Quand éclate la guerre, l’obligation de vaccination n’a pas encore eu le temps d’être généralisée, alors que les militaires anglais sont tous vaccinés. Or début novembre 1914, grave poussée épidémique. Les malades affluent dans de nombreux hôpitaux spécialement aménagés en arrière du front. Vincent est missionné pour aller sur le terrain, et à son retour, on le charge en janvier 1915 « d’une mission permanente ayant pour objet l’application de la vaccination dans les dépôts de l’intérieur ainsi que dans la zone des armées ». Vincent prend son bâton de pèlerin : « Il persuade, il conseille, il ordonne. Avec une courtoise autorité, il réfute certaines objections qui lui sont faites, certaines craintes des dangers éventuels de la vaccination, il exige que l’on surveille et punisse les fraudes, les faux certificats de vaccination. Il sait convaincre. »

Pendant la poussée épidémique (novembre 1914 à janvier 1915) la morbidité moyenne mensuelle est de 700 pour 100 000 hommes. Sans la vaccination (le vaccin à l’éther pour les militaires de l’armée de terre, le vaccin chauffé pour les marins) le nombre des cas aurait concerné à la date du premier octobre 1917 environ 1 485 000 soldats et celui des décès 185 000.

L’Institut décerne en juin 1915 aux vainqueurs de la fièvre typhoïde, les professeurs Vincent, Chantemesse et Widal le prix Osiris d’une valeur de 100 000 Francs dont 50 000 Francs pour Vincent. A la fin de la guerre, les hommages sont multiples et émanent des plus grands chefs, Lyautey, Foch et Joffre.

Le temps des honneurs (1924-1950)

Membre de l’Académie de médecine depuis 1907, Vincent est élu en décembre 1922 à l’Académie des sciences, dans la section de médecine et de chirurgie.

Mis en disponibilité en décembre 1924, le Ministre de la guerre le remercie pour services rendus et lui signifie que son nom restera associé à celui des meilleurs artisans de la victoire. En septembre 1925, une chaire d’épidémiologie est créée spécialement pour lui au Collège de France et il est autorisé à conserver une partie de son laboratoire, pour y poursuive bénévolement ses études et ses recherches.

Les autorités organisent le 5 janvier 1946 une cérémonie pour le cinquantième anniversaire de sa nomination en tant que professeur au Val de Grâce. Le Ministre de la guerre, Edmond Michelet, préside cette cérémonie.  Il lit la citation de Hyacinthe Vincent, à l’Ordre de la Nation, signée Ch. De Gaulle, en date du 28 décembre 1945. La cérémonie se termine par l’inauguration au Musée du Val de Grâce d’une salle portant son nom et d’un buste à son effigie. Enfin honneur suprême, quand le Président de la République lui confère le 21 juin 1950 la médaille militaire accordée aux seuls officiers généraux ayant commandé des armées devant l’ennemi.

Depuis 1946, sa santé commence à décliner et il décède au Val de Grâce le 23 novembre 1950, à l’âge de 88 ans. Ses funérailles ont lieu le jeudi 30 novembre.

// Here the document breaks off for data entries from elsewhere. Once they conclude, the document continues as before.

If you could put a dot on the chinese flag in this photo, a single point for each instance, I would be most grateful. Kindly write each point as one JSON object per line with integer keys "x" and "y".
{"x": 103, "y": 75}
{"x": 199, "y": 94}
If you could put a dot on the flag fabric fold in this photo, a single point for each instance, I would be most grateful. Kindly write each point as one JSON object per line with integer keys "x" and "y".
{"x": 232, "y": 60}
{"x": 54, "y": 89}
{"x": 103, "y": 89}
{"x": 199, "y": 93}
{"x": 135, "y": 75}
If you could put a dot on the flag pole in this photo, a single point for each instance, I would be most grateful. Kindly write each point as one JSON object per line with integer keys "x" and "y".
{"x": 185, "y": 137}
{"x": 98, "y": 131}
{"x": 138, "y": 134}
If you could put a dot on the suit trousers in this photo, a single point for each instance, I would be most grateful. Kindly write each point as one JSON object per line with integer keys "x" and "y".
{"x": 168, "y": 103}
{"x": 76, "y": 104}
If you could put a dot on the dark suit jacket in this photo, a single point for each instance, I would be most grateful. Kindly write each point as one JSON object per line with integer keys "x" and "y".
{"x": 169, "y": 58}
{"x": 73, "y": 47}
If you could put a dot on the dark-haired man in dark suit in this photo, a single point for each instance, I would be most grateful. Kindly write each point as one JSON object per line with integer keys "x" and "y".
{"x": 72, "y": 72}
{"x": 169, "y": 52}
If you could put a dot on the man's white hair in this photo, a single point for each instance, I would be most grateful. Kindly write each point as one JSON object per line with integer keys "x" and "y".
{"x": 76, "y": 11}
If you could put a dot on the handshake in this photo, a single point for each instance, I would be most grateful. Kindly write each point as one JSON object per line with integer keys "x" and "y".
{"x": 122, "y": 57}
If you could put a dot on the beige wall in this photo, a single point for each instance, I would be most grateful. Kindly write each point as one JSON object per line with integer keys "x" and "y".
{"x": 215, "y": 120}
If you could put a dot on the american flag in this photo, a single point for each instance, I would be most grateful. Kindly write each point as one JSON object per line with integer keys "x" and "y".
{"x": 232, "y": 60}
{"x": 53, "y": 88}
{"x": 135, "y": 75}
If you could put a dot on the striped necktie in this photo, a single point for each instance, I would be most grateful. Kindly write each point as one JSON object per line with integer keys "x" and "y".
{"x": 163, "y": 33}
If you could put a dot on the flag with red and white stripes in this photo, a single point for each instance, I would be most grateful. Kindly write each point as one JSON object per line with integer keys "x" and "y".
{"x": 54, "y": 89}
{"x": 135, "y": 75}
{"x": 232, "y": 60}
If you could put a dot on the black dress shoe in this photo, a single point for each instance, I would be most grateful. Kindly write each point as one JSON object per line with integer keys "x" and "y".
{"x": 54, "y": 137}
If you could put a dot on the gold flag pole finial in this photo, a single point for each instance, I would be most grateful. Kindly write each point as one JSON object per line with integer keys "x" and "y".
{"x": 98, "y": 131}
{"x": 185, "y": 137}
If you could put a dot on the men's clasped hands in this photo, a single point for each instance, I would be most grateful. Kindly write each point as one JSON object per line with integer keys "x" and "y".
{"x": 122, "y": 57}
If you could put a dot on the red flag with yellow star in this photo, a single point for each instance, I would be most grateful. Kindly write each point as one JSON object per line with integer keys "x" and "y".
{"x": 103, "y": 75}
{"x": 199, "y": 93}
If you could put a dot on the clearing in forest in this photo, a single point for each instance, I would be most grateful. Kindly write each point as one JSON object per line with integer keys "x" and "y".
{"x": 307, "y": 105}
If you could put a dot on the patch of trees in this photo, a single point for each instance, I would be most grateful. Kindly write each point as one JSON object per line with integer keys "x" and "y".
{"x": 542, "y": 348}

Il est inhumé au cimetière du Père Lachaise. 

Dijon avait un hôpital militaire dont la construction a commencé en 1937. Achevé en 1942, le premier utilisateur en a été l’armée allemande. Il est décidé en 1951 de donner à cet hôpital, dit Montmusard compte tenu du lieu d’implantation, le nom de Jean-Hyacinthe Vincent. Fermé en l’an 2000, cet hôpital a été démoli en 2007.